The drug categories examined were methotrexate (MTX) and all other nonbiologic DMARDs. Where RA patients exhibited inadequate response to conventional DMARDs (cDMARDs), we added biologic DMARDs (bDMARDs) to the treatment. We compared the trend of changes in alanine aminotransferase (ALT) and aspartate aminotransferase (AST) in the patients receiving MTX with the trend observed in the patients whose treatment encompassed both bDMARDs and MTX. The comparison was conducted using random intercept models, which are a type of linear mixed effects model.
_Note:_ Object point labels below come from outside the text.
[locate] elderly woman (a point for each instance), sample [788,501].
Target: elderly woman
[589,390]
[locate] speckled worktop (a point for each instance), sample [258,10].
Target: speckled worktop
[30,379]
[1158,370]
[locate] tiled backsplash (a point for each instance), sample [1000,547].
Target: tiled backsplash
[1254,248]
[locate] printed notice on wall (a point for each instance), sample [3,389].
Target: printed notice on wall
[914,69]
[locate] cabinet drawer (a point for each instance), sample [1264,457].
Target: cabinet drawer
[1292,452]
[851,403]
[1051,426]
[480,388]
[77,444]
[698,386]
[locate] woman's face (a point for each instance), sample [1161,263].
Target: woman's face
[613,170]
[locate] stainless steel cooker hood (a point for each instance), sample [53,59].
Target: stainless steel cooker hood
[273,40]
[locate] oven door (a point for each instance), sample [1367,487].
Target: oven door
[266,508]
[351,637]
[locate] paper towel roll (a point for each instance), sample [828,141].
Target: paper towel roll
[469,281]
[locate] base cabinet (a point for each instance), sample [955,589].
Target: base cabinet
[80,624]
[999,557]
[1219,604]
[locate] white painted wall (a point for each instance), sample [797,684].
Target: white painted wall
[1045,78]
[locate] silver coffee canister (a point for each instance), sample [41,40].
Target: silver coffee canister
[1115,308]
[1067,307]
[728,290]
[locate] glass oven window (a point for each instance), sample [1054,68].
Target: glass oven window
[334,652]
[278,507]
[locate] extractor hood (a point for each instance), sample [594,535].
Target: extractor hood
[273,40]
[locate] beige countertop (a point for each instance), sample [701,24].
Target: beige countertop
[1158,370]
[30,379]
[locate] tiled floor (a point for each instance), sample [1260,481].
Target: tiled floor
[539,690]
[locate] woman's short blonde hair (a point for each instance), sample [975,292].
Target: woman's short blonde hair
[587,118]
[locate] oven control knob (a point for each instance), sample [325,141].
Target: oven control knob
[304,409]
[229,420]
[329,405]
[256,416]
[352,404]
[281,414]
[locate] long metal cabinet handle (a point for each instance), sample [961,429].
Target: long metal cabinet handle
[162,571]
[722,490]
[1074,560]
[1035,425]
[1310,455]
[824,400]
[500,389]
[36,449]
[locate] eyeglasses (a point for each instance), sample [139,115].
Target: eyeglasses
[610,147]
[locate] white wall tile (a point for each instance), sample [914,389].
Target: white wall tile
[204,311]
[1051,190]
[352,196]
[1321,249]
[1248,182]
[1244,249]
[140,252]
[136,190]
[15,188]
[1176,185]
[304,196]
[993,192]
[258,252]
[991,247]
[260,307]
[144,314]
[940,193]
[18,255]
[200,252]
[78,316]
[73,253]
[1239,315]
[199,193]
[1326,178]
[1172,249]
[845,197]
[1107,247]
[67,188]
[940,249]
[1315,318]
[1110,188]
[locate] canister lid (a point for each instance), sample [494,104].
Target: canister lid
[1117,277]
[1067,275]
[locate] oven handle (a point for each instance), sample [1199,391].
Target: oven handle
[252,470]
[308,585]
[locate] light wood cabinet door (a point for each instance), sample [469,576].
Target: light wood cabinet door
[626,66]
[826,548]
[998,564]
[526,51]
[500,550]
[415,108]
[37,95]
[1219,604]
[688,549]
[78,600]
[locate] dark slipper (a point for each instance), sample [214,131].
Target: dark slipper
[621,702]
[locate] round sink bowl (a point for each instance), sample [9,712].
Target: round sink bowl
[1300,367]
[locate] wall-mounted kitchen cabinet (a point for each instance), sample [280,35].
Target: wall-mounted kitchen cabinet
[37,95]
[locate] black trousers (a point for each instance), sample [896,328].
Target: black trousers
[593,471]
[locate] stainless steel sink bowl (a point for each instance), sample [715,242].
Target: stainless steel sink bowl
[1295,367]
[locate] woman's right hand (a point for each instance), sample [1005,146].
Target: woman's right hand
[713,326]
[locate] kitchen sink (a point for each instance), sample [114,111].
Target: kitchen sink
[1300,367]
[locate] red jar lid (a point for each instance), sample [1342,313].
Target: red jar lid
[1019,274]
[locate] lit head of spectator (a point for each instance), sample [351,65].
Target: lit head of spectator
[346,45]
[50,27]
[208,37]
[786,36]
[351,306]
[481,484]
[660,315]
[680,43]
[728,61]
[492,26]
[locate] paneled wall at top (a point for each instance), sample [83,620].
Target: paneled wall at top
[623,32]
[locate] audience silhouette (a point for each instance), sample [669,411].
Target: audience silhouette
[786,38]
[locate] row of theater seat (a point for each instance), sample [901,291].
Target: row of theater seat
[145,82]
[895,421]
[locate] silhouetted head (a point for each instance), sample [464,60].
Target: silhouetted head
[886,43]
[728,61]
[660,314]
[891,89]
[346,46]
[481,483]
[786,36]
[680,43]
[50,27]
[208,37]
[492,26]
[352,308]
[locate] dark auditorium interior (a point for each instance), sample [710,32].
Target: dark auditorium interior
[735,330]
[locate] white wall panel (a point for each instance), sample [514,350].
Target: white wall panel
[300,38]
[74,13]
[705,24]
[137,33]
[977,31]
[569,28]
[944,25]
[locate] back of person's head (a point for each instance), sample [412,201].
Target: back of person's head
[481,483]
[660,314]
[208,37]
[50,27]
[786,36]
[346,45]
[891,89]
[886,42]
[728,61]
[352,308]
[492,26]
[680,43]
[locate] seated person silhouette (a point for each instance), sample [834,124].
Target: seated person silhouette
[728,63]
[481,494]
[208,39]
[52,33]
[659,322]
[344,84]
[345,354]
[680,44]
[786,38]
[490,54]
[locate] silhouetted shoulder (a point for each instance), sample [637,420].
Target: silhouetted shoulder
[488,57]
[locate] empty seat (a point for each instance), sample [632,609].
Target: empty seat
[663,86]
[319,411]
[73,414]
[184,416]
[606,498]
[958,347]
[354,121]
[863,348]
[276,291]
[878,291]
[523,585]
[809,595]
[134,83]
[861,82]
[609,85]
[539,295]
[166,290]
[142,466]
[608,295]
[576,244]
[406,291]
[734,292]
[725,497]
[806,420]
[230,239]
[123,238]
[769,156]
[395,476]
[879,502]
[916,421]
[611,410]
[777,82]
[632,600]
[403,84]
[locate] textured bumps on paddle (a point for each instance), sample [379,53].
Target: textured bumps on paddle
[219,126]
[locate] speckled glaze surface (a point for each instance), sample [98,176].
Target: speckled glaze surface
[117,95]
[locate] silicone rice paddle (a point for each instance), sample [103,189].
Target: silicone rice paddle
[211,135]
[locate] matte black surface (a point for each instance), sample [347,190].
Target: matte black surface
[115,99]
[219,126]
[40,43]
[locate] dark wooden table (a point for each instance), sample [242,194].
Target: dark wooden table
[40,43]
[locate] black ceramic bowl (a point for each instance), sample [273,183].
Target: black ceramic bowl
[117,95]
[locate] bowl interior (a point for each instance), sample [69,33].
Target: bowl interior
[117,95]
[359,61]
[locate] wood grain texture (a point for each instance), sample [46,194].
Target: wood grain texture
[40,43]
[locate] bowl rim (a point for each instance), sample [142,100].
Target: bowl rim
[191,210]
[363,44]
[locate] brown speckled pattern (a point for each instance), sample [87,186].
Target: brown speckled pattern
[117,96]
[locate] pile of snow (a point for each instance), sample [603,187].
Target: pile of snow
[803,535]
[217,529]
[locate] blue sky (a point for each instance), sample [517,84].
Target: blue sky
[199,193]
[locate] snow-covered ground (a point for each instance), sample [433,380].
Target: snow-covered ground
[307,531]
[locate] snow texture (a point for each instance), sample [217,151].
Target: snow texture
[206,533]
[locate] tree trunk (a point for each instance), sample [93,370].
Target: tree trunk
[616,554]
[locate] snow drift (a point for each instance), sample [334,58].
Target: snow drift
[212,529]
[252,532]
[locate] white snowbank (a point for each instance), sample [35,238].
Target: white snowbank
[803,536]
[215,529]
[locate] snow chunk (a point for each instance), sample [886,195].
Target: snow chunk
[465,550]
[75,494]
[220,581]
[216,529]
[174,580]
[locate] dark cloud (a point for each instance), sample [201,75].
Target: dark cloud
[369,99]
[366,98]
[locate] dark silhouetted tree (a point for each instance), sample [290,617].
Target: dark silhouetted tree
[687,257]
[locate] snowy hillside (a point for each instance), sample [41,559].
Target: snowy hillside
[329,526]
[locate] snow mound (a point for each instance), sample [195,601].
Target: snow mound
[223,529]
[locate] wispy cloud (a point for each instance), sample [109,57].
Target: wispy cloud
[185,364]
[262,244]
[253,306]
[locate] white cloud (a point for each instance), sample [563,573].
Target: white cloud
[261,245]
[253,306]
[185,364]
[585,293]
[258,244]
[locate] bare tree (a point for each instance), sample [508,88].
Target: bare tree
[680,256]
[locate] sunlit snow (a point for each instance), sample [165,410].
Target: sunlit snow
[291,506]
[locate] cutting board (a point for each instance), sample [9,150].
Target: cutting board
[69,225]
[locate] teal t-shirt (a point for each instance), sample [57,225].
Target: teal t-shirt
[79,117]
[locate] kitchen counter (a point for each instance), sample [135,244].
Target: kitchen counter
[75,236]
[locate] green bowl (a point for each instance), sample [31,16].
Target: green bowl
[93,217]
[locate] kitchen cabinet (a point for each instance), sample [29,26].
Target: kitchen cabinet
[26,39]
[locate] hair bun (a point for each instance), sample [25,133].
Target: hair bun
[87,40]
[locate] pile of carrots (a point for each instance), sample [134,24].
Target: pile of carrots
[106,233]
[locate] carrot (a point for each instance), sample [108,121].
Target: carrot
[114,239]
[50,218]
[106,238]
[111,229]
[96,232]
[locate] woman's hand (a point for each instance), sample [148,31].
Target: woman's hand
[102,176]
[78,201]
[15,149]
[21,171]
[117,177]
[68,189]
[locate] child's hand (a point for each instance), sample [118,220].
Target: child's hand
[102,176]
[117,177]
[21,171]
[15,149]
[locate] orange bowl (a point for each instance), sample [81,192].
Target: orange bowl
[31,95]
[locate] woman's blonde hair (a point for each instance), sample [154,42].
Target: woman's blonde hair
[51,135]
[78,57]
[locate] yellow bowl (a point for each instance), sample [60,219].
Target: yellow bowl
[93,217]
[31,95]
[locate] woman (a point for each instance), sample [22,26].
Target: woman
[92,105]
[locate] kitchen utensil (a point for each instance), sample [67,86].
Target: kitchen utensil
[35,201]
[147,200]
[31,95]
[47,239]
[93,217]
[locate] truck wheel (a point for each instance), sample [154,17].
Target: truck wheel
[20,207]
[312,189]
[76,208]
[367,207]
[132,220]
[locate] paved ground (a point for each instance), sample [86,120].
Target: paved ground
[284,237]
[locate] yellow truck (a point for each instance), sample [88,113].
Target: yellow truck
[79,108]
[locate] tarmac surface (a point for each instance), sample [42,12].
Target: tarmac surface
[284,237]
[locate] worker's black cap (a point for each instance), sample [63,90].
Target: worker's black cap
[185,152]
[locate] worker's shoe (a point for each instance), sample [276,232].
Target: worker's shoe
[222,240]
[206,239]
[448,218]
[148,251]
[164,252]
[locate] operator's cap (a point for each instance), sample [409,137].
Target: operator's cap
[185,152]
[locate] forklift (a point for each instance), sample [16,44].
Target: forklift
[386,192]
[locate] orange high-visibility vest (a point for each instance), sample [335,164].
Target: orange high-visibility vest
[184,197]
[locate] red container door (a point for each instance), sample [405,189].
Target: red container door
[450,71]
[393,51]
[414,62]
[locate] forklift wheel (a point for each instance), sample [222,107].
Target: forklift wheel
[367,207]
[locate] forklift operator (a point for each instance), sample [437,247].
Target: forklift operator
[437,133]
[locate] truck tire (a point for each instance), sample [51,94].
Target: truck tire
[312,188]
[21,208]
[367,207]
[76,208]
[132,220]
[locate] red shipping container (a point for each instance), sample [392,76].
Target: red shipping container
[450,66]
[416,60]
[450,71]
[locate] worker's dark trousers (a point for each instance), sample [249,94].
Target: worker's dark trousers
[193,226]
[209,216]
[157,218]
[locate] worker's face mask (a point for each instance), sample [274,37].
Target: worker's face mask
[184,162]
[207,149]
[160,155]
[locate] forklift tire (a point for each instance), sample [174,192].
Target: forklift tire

This work involved 512 RA patients (MTX: 450, MTX + infliximab [INF]: 26, MTX + etanercept [ETA]: 36), whose ALT and/or AST levels were measured in 1,786 visits (MTX: 1,543, MTX + INF: 107, MTX + ETA: 136). ALT and/or AST elevations greater than 1 × ULN were observed in 344 (19.3%) visits (MTX: 295 [19.1%], MTX + INF/ETA: 49 [20.2%]). In this study, the trends of ALT and AST changes increased when receiving MTX, while the INF/ETA addition decreased these trends. The random intercept models indicated that changes in the mean ALT levels were significantly different over the time for MTX and MTX + INF/ETA groups (β [SE] =−0.190 [0.093], P= 0.040) but changes in the mean AST levels were nonsignificantly different over the time for such groups (β [SE] =−0.099 [0.064], P=0.120).